L’intero verso del futuro / si consumerà senza fuochi dal cielo, / ai tuoi piedi mai poggerò la preda / la prova che alla fine resisteremo, / ma tolta l’impazienza che mi smania / altro atto vuole la mia fede, / dare rinascita ogni giorno / al clamore che sei per i miei occhi / poi con ogni fibra di esistenza / amare e ringraziare, questo mi basta.

Così, il momento fatale della storia, in cui il futuro sembra collassare, coincide invece con il punto nel quale il tempo germina l’eterno, si rimodella secondo una nuova unità di misura, quella del “clamore”, della sorpresa dell’essere; quella dell’attesa.

(…) ma a che servono i giorni / se non a sperare la Tua voce? / cosa me ne faccio del tempo/ strappato il seme di vigilia? / Così in attesa rimango, / le orecchie puntate all’orizzonte”.

Quel “seme di vigilia”, oggi, è di nuovo un bambino, di nuovo si rende compagnia in modo misterioso. Non più pretesa ma dono, nel quale l’attesa stessa è già la risposta; e della quale quella chiusa misteriosa, “Manca poco”, è l’espressione più affettuosa; come a un Dio, un bambino, un amante; come a qualcuno da chiamare per nome e presente.

Nella seconda sezione del libro, “degli eroi”, la situazione cambia completamente. Ci troviamo al Lux Hotel; i protagonisti, tre soldati che hanno messo fine a una tirannia, sul cui eroismo è stato rifondato l’onore di una nazione intera, e due anonimi impiegati notturni dell’albergo.

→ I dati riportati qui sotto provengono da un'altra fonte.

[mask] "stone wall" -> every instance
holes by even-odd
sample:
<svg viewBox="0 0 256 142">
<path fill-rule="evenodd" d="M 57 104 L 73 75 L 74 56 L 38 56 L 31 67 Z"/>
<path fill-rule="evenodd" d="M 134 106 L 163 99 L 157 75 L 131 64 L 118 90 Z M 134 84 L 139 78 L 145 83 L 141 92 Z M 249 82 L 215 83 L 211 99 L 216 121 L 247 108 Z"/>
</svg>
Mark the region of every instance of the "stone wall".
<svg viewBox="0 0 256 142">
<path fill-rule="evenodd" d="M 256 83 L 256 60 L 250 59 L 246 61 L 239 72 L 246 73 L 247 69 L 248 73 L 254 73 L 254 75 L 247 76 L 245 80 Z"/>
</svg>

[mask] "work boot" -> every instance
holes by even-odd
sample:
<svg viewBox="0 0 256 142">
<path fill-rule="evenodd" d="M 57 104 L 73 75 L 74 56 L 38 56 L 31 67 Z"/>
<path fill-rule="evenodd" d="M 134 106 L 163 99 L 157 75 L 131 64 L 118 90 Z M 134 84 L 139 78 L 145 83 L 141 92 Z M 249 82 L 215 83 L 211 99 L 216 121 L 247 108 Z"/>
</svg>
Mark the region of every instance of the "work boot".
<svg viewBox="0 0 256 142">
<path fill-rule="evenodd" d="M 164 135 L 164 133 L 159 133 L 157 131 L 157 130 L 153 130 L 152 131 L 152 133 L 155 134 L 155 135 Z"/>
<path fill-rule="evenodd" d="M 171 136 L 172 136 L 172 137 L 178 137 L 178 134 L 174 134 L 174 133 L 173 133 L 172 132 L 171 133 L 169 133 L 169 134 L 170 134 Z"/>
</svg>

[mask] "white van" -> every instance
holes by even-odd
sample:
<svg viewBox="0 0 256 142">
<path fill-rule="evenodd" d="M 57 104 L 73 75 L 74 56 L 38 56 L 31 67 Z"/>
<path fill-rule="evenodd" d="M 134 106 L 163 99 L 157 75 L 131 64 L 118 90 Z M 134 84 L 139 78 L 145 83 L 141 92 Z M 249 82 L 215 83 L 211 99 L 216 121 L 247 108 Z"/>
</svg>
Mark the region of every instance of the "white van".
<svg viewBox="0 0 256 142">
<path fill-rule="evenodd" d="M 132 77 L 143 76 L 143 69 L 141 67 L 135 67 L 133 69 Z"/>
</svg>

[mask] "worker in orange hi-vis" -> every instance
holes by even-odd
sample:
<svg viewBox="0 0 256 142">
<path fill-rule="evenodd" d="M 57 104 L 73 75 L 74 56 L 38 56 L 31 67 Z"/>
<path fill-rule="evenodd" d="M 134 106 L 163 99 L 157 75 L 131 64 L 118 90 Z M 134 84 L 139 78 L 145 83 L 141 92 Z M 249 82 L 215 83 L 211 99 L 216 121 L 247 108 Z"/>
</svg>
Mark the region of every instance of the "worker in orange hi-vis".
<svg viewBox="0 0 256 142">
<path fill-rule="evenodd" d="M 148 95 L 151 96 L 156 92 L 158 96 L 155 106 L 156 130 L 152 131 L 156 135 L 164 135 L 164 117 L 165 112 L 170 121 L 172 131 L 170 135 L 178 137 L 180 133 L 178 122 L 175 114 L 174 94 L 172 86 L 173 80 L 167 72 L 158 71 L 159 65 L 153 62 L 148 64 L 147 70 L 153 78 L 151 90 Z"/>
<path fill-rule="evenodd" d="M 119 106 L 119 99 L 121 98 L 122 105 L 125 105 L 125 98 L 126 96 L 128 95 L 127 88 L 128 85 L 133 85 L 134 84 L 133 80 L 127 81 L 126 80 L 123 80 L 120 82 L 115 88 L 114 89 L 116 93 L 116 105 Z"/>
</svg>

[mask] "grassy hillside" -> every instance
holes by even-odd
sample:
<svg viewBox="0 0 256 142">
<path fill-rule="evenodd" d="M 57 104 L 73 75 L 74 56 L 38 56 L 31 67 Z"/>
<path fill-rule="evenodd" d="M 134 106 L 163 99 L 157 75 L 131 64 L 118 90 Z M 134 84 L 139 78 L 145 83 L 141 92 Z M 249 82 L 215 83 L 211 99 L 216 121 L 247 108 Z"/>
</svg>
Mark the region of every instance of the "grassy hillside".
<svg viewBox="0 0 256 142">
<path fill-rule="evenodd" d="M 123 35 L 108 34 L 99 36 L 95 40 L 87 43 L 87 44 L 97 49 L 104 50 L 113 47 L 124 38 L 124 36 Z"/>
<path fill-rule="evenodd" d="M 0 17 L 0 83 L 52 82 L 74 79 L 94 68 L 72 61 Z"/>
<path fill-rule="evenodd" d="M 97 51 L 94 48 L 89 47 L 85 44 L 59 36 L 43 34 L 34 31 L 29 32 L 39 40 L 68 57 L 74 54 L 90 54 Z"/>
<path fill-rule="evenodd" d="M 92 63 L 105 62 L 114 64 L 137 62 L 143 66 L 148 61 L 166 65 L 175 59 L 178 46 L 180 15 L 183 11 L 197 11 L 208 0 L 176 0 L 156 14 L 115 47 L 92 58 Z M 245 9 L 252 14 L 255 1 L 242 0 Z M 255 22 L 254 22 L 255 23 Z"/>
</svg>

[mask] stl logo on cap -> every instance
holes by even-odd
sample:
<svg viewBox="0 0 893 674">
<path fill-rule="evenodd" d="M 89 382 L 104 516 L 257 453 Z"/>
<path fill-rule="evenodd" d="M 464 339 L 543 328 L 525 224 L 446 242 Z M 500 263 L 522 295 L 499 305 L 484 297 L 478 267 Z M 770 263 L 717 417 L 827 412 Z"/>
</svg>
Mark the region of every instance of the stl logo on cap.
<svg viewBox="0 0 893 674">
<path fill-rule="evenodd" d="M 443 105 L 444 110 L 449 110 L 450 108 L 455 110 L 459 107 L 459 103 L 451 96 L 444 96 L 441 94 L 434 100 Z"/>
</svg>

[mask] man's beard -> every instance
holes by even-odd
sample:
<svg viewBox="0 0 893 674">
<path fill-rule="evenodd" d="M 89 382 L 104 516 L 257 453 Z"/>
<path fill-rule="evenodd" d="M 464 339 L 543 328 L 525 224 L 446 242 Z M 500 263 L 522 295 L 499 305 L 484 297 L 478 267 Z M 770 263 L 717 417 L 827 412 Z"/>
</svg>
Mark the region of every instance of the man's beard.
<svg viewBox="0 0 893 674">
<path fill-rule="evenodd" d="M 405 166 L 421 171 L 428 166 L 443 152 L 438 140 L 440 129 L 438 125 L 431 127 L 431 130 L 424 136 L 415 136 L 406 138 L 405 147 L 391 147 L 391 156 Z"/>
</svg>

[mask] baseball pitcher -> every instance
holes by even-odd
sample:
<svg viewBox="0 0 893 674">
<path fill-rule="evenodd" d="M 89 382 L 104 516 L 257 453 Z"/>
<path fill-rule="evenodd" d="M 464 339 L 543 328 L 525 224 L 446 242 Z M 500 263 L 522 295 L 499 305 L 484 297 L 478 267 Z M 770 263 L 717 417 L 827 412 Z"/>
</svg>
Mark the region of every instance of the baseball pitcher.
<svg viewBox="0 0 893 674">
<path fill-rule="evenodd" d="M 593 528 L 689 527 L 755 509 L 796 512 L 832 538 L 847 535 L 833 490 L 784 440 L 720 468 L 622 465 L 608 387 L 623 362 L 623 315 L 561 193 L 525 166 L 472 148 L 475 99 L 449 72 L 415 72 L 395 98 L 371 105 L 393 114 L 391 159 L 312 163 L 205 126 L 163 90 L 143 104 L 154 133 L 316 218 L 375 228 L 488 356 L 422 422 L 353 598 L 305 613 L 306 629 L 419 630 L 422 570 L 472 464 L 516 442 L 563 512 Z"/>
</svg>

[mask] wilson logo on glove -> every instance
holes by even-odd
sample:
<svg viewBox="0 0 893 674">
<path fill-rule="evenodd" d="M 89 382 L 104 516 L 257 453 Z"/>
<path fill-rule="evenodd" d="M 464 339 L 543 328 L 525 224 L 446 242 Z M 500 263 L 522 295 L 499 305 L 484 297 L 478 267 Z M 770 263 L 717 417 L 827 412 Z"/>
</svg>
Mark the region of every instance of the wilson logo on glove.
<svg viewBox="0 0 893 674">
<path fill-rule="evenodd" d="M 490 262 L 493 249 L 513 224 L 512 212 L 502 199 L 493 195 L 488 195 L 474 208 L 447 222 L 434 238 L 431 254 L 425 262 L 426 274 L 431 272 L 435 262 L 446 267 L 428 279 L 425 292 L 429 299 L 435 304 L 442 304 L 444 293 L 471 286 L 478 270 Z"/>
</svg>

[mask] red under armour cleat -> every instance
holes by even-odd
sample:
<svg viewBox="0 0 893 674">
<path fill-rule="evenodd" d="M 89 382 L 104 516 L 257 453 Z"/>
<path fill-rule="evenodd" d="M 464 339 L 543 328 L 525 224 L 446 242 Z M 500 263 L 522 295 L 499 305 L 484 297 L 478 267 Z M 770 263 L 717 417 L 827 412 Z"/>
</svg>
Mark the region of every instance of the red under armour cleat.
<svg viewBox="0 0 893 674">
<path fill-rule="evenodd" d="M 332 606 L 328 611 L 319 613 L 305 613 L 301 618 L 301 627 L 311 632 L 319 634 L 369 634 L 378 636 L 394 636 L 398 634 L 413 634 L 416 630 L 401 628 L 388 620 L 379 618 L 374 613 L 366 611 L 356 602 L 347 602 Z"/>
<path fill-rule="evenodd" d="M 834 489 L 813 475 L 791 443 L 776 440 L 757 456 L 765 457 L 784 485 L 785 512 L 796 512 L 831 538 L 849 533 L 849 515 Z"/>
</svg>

È lo stesso Mencarelli, nella sua Nota finale, a offrire come chiave di lettura del testo l’invito a opporre al “bisogno di questa forma di eroismo [maschile e guerresca]”, “l’eroismo del perdono, della compassione, del coraggio che soccorre”. E come nella prima sezione, ci troviamo davanti a una storia di sacrificio (nel senso più pieno di destino) che, se pur rimane segreto al mondo, offre misteriosamente a tutta la Storia una nuova possibilità; un dono totale di sé, qual è il perdono, che offre un nuovo inizio a ogni uomo.